She said: “Now, in some schools, it’s got to the extreme, and actually there are videos of this up on YouTube [in which] pupils decide which form of meet and greet they want.

“Do they want a handshake? Do they want a high five? Or do they want a hug? And, clearly, the theory must be that the positivity of all of this is going to transcend such minor considerations as the time it takes from your lesson, the safeguarding issues, and the potential for assault arising from unwanted physical contact.”

Ms Keates added: “A teacher from one school actually reported to us that it had taken so long he’d been told to cut his breaktime to accommodate the meet and greet, so that his lessons could actually start on time.”

This type of practice had become more common, she went on, in a climate encouraged by many school leaders, in which “the pupil’s view is often given more weight” than that of teachers.

The #shakeyhandgang and #shakyhandgang hashtags, started by behaviour expert Paul Dix, have been used by teachers to share their experiences of taking up Mr Dix’s pledge to personally welcome their learners into the classroom each day.
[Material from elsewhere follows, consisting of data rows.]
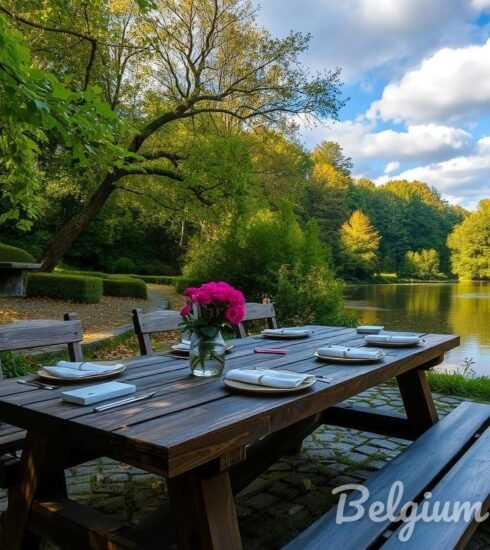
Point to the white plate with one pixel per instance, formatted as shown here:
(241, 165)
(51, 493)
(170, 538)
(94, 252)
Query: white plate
(255, 388)
(48, 376)
(288, 335)
(389, 344)
(177, 348)
(346, 359)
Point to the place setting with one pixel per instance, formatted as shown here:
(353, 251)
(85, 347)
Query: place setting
(286, 333)
(270, 381)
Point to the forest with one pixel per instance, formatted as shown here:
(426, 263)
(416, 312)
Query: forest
(160, 137)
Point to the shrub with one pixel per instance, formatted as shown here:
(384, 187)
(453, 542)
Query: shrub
(126, 287)
(311, 296)
(124, 265)
(64, 287)
(147, 269)
(13, 254)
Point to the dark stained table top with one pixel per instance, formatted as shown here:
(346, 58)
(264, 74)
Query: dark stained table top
(191, 421)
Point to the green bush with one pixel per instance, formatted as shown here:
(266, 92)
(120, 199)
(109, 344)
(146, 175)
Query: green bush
(13, 254)
(310, 296)
(181, 283)
(64, 287)
(147, 269)
(124, 265)
(125, 286)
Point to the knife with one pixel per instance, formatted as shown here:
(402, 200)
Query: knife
(123, 402)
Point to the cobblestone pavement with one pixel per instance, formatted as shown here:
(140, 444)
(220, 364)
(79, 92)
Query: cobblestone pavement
(285, 499)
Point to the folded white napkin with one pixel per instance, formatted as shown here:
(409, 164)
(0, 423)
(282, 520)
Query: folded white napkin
(76, 369)
(270, 378)
(343, 352)
(285, 331)
(392, 339)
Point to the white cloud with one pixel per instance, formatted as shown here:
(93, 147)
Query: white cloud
(451, 85)
(419, 143)
(462, 179)
(359, 35)
(391, 167)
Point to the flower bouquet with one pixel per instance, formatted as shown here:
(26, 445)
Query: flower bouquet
(210, 308)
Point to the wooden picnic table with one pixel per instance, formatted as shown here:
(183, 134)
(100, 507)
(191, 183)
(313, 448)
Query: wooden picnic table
(208, 441)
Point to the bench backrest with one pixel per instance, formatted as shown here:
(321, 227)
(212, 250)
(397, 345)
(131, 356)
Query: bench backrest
(146, 324)
(40, 333)
(257, 312)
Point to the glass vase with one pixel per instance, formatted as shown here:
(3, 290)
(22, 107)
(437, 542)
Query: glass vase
(207, 354)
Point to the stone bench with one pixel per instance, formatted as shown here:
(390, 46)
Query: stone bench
(12, 277)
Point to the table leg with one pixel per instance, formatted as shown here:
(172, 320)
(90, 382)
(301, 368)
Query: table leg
(418, 402)
(204, 512)
(40, 472)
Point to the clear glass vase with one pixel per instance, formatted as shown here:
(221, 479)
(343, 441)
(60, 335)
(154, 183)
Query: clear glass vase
(207, 355)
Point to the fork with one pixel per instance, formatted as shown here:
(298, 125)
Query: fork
(37, 384)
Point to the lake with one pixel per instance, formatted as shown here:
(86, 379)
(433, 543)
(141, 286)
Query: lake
(455, 308)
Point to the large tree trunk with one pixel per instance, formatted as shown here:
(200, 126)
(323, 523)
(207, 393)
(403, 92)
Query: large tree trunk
(70, 232)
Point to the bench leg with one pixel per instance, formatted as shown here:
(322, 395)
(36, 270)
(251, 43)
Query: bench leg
(204, 512)
(418, 402)
(41, 472)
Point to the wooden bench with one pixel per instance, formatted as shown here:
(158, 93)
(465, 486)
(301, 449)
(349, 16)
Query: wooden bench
(257, 312)
(24, 335)
(448, 463)
(146, 324)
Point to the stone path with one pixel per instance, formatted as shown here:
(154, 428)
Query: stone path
(285, 499)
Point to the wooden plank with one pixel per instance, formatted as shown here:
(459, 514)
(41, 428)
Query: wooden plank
(417, 400)
(39, 333)
(69, 524)
(364, 418)
(41, 471)
(468, 481)
(417, 466)
(204, 512)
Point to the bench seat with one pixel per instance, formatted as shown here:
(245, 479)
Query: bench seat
(451, 460)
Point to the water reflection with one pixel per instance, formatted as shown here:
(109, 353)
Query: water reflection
(462, 308)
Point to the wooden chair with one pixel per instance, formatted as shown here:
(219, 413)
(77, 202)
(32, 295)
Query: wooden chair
(26, 335)
(146, 324)
(257, 312)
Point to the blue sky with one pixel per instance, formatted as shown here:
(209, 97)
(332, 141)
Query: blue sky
(418, 75)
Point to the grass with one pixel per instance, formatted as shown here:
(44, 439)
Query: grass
(477, 387)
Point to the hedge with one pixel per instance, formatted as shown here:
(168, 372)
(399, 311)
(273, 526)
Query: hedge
(13, 254)
(65, 287)
(125, 286)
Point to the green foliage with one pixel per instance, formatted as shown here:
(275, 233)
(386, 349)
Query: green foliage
(458, 384)
(360, 243)
(421, 265)
(247, 251)
(13, 364)
(470, 244)
(14, 254)
(124, 265)
(64, 287)
(309, 296)
(34, 105)
(125, 286)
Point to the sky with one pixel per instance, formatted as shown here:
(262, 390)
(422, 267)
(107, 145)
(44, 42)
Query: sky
(417, 73)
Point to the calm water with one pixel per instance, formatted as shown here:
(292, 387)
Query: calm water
(459, 308)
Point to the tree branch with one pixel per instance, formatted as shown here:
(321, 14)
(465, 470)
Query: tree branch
(61, 30)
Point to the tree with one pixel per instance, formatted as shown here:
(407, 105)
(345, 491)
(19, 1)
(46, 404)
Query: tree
(470, 244)
(360, 243)
(422, 265)
(204, 58)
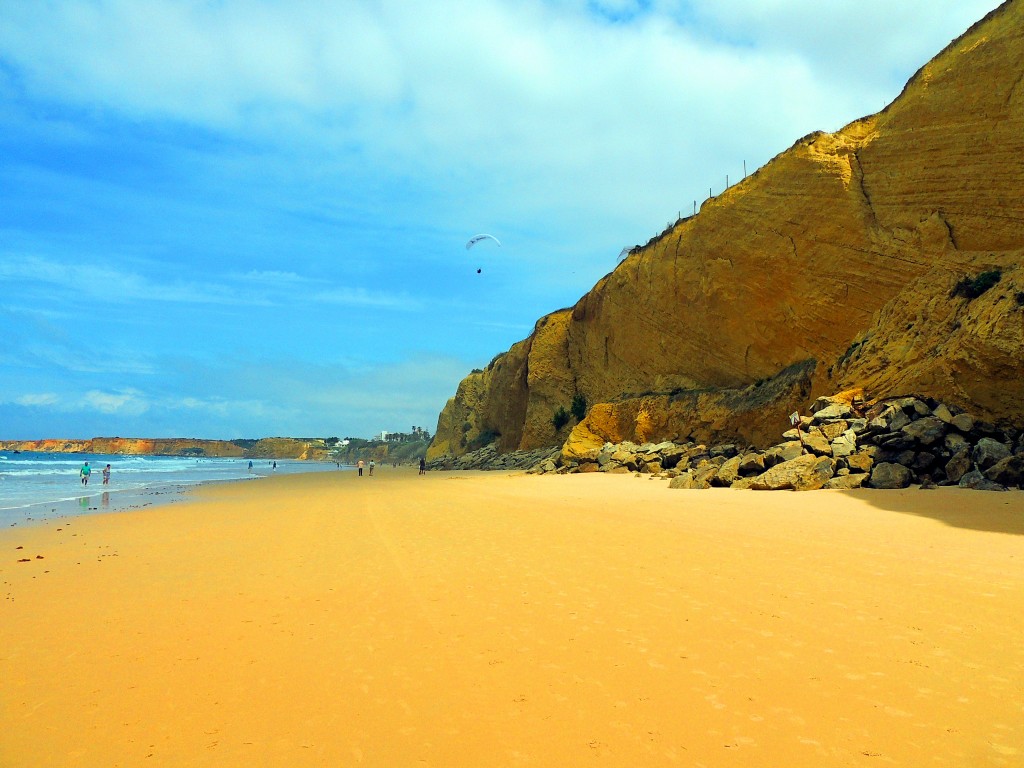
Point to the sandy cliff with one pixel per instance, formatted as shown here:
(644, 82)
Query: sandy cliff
(853, 259)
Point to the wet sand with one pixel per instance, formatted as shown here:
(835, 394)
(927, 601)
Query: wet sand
(500, 620)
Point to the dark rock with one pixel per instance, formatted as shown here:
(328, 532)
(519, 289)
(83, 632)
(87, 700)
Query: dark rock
(728, 451)
(988, 452)
(889, 475)
(977, 481)
(728, 472)
(960, 465)
(963, 422)
(1009, 471)
(926, 430)
(922, 461)
(752, 464)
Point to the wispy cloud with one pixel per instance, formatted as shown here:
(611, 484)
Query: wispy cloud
(192, 186)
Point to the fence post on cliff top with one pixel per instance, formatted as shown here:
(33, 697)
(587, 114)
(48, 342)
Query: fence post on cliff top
(795, 421)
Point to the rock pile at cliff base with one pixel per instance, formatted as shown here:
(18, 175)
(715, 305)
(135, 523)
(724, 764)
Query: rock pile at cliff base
(844, 442)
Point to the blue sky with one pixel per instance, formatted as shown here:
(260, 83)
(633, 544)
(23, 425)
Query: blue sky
(242, 218)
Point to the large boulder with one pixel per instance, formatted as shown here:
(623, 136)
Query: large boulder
(889, 475)
(1009, 471)
(926, 431)
(960, 464)
(989, 452)
(977, 481)
(806, 472)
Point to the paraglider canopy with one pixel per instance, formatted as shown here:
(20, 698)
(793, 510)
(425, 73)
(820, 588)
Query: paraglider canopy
(477, 238)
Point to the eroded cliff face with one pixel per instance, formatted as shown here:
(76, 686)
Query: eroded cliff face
(840, 258)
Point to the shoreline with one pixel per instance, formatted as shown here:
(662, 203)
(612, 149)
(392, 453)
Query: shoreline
(502, 619)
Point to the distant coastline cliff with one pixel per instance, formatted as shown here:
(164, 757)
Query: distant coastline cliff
(887, 256)
(267, 448)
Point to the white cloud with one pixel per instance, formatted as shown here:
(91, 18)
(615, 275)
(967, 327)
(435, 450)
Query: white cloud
(127, 401)
(38, 399)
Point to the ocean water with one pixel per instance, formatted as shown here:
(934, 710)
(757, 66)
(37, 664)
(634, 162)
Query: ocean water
(35, 486)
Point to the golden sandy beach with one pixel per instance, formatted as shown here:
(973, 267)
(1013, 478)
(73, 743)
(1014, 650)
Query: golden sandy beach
(501, 620)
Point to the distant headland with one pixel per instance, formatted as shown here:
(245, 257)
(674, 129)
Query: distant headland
(313, 449)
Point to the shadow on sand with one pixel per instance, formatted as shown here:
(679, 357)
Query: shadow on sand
(997, 512)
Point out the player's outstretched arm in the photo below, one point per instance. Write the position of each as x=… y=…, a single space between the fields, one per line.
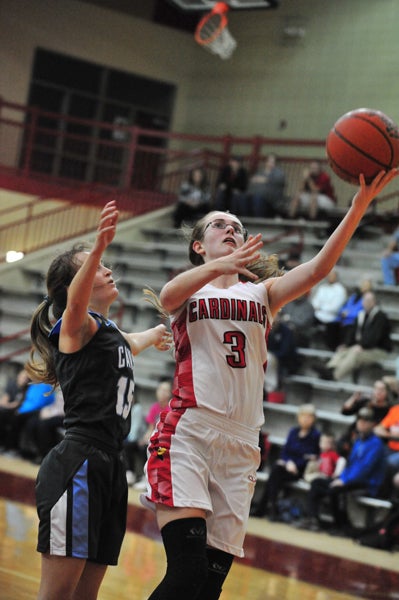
x=157 y=336
x=80 y=289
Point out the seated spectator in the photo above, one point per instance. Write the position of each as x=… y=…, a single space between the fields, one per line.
x=379 y=402
x=351 y=308
x=388 y=430
x=364 y=472
x=327 y=301
x=315 y=195
x=299 y=316
x=301 y=445
x=328 y=464
x=231 y=184
x=265 y=195
x=282 y=358
x=163 y=395
x=390 y=260
x=194 y=198
x=384 y=534
x=36 y=397
x=10 y=401
x=134 y=445
x=368 y=343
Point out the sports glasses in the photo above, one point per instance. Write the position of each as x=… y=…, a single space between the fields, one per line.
x=220 y=224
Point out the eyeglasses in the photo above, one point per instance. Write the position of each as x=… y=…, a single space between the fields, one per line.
x=220 y=224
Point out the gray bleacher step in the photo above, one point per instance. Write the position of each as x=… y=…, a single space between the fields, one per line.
x=333 y=386
x=324 y=415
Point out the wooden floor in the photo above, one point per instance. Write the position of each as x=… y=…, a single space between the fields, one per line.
x=281 y=563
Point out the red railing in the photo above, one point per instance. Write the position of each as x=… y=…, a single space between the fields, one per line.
x=84 y=162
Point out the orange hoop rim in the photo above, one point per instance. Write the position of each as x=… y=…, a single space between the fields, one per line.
x=221 y=9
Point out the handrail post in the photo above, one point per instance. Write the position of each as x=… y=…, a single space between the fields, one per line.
x=256 y=152
x=131 y=157
x=29 y=140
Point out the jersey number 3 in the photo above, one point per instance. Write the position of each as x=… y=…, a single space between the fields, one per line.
x=236 y=341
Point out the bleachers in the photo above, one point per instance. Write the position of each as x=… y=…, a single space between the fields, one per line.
x=159 y=251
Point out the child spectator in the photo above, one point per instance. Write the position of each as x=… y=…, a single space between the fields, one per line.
x=328 y=464
x=301 y=445
x=364 y=471
x=231 y=184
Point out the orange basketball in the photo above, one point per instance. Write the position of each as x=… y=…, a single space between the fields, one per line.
x=363 y=141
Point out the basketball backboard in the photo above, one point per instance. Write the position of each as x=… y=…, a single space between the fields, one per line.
x=197 y=5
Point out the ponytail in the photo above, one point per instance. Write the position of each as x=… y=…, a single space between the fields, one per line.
x=44 y=368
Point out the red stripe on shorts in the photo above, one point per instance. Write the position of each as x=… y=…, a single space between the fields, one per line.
x=158 y=465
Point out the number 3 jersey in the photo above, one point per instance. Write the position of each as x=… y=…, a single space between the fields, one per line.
x=221 y=351
x=97 y=384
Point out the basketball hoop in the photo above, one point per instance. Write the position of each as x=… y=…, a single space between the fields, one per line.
x=212 y=32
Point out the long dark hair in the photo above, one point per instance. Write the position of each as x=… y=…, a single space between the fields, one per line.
x=59 y=276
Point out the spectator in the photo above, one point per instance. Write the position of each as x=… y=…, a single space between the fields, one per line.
x=10 y=401
x=265 y=195
x=363 y=472
x=282 y=358
x=36 y=397
x=390 y=260
x=163 y=395
x=328 y=464
x=368 y=343
x=327 y=300
x=388 y=430
x=135 y=449
x=301 y=445
x=194 y=197
x=299 y=316
x=315 y=195
x=231 y=184
x=351 y=308
x=379 y=402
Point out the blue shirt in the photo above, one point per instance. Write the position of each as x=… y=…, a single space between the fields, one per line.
x=299 y=449
x=37 y=395
x=366 y=464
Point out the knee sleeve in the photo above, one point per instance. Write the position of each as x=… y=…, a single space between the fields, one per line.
x=219 y=564
x=187 y=569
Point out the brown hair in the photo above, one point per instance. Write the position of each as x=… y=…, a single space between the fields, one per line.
x=59 y=276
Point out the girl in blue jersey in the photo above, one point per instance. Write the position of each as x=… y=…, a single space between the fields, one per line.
x=81 y=489
x=203 y=456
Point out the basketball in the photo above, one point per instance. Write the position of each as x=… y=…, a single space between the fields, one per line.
x=363 y=141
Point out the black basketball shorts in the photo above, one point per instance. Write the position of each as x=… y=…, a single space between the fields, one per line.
x=81 y=498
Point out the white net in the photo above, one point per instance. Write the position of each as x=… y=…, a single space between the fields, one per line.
x=213 y=35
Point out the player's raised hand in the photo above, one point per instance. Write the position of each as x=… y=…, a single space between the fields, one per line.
x=237 y=261
x=367 y=193
x=107 y=225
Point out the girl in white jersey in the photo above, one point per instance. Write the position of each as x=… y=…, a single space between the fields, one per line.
x=203 y=455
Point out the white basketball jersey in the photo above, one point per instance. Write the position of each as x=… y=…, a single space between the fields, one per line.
x=220 y=340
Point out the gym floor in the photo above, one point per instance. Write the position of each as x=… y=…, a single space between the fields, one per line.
x=280 y=563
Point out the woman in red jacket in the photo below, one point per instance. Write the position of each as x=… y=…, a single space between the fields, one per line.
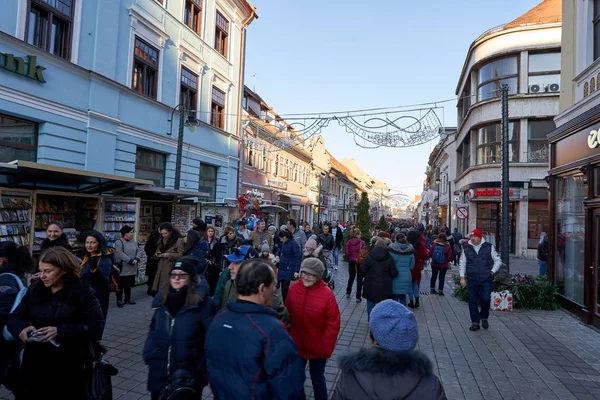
x=416 y=238
x=315 y=320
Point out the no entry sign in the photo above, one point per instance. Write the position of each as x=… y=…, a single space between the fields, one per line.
x=462 y=213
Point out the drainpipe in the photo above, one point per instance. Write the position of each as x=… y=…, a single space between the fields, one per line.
x=240 y=96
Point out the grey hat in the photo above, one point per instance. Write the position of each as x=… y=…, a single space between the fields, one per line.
x=313 y=266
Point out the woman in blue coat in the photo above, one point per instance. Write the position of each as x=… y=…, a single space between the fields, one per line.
x=403 y=255
x=175 y=343
x=289 y=261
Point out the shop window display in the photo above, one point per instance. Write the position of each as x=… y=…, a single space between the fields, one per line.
x=570 y=237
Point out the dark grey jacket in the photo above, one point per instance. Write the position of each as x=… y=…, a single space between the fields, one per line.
x=387 y=375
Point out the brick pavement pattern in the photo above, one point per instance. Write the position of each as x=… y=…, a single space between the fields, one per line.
x=524 y=354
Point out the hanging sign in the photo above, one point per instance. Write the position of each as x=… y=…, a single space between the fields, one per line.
x=462 y=213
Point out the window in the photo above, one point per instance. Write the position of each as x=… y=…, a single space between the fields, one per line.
x=489 y=139
x=49 y=26
x=150 y=165
x=192 y=15
x=18 y=139
x=188 y=95
x=221 y=34
x=463 y=155
x=596 y=22
x=536 y=140
x=208 y=181
x=495 y=74
x=544 y=71
x=218 y=109
x=145 y=69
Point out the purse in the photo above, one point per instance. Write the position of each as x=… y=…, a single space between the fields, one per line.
x=181 y=386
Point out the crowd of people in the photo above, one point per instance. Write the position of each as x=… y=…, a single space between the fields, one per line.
x=246 y=312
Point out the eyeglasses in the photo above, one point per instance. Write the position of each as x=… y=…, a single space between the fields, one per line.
x=305 y=274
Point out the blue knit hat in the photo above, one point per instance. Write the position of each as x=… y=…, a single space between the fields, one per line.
x=394 y=326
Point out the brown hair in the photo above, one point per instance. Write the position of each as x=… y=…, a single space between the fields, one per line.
x=63 y=259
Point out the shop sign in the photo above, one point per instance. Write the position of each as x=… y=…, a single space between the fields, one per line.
x=17 y=65
x=276 y=183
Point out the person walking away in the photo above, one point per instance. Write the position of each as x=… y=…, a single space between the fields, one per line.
x=150 y=248
x=404 y=259
x=58 y=319
x=338 y=235
x=55 y=237
x=478 y=261
x=327 y=240
x=170 y=248
x=392 y=368
x=230 y=292
x=297 y=234
x=96 y=267
x=542 y=255
x=422 y=254
x=315 y=320
x=15 y=264
x=441 y=255
x=249 y=354
x=175 y=342
x=127 y=256
x=353 y=247
x=378 y=270
x=289 y=262
x=260 y=235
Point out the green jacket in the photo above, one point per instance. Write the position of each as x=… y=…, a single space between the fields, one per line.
x=226 y=291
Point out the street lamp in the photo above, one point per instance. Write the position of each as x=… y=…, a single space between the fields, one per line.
x=183 y=121
x=449 y=199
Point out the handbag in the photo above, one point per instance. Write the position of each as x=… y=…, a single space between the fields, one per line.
x=181 y=386
x=99 y=385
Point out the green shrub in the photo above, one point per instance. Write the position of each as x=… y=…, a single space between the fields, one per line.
x=534 y=294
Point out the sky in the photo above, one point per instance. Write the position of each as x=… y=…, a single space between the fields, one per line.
x=315 y=56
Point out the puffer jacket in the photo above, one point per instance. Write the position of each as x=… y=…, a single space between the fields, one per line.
x=378 y=270
x=404 y=259
x=448 y=253
x=386 y=375
x=289 y=260
x=250 y=355
x=353 y=248
x=177 y=342
x=315 y=319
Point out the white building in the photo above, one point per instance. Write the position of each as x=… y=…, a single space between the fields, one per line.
x=525 y=54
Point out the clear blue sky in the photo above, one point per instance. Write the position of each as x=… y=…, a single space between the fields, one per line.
x=329 y=55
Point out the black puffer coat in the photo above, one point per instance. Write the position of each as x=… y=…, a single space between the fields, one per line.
x=178 y=342
x=387 y=375
x=75 y=311
x=378 y=269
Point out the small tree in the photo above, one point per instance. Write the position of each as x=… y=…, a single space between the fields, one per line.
x=383 y=224
x=363 y=221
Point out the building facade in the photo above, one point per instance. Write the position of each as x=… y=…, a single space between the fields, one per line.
x=96 y=92
x=525 y=54
x=574 y=175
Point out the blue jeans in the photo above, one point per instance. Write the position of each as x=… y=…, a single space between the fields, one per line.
x=479 y=295
x=400 y=298
x=316 y=366
x=543 y=268
x=413 y=290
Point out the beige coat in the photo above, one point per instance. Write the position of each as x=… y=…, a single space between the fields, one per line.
x=165 y=264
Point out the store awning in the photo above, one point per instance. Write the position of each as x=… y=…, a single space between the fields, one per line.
x=36 y=176
x=157 y=193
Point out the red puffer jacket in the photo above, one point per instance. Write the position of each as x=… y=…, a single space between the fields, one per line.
x=421 y=255
x=315 y=319
x=353 y=248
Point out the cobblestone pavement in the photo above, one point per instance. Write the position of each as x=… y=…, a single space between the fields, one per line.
x=524 y=354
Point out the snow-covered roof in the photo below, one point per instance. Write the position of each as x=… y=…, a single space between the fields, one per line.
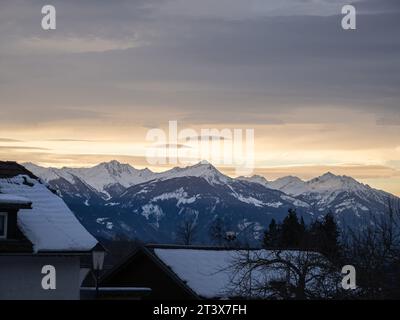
x=11 y=199
x=210 y=273
x=49 y=225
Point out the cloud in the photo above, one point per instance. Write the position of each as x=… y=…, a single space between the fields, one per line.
x=20 y=148
x=67 y=45
x=9 y=140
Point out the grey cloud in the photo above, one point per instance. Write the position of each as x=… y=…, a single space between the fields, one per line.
x=206 y=66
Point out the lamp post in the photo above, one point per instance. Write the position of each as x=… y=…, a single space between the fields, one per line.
x=98 y=253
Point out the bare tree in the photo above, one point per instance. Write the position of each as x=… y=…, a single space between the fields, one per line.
x=187 y=230
x=375 y=252
x=277 y=274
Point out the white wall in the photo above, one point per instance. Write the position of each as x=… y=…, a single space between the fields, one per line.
x=21 y=278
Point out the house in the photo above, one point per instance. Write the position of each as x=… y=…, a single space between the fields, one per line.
x=42 y=243
x=190 y=272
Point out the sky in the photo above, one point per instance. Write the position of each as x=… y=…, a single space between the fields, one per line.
x=319 y=98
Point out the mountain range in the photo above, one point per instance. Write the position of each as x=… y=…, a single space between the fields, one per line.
x=115 y=200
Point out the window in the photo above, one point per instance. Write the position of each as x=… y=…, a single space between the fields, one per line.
x=3 y=225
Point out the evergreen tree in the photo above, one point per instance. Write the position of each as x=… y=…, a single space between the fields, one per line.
x=272 y=236
x=325 y=237
x=292 y=235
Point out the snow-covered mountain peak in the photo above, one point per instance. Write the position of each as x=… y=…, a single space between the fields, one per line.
x=255 y=179
x=290 y=185
x=202 y=169
x=116 y=168
x=330 y=183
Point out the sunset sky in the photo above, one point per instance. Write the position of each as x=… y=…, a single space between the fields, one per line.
x=318 y=98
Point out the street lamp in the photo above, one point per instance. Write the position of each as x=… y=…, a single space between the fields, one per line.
x=98 y=253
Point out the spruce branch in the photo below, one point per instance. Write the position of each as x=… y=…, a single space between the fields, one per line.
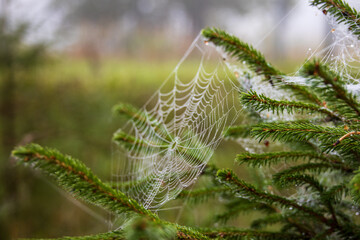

One teacher who advocates the practice, Mike Power, tweeted this week that he was “staggered by the lack of understanding shown by some”.

The practice has in the past been advocated in England as a way of improving the exam results of disadvantaged pupils.

A video of US teacher Jerusha Willenborg – in which she goes through the preferred greetings of every child in her class, including clapping, dancing and finger-clicking – has had nearly 7 million views since November 2017.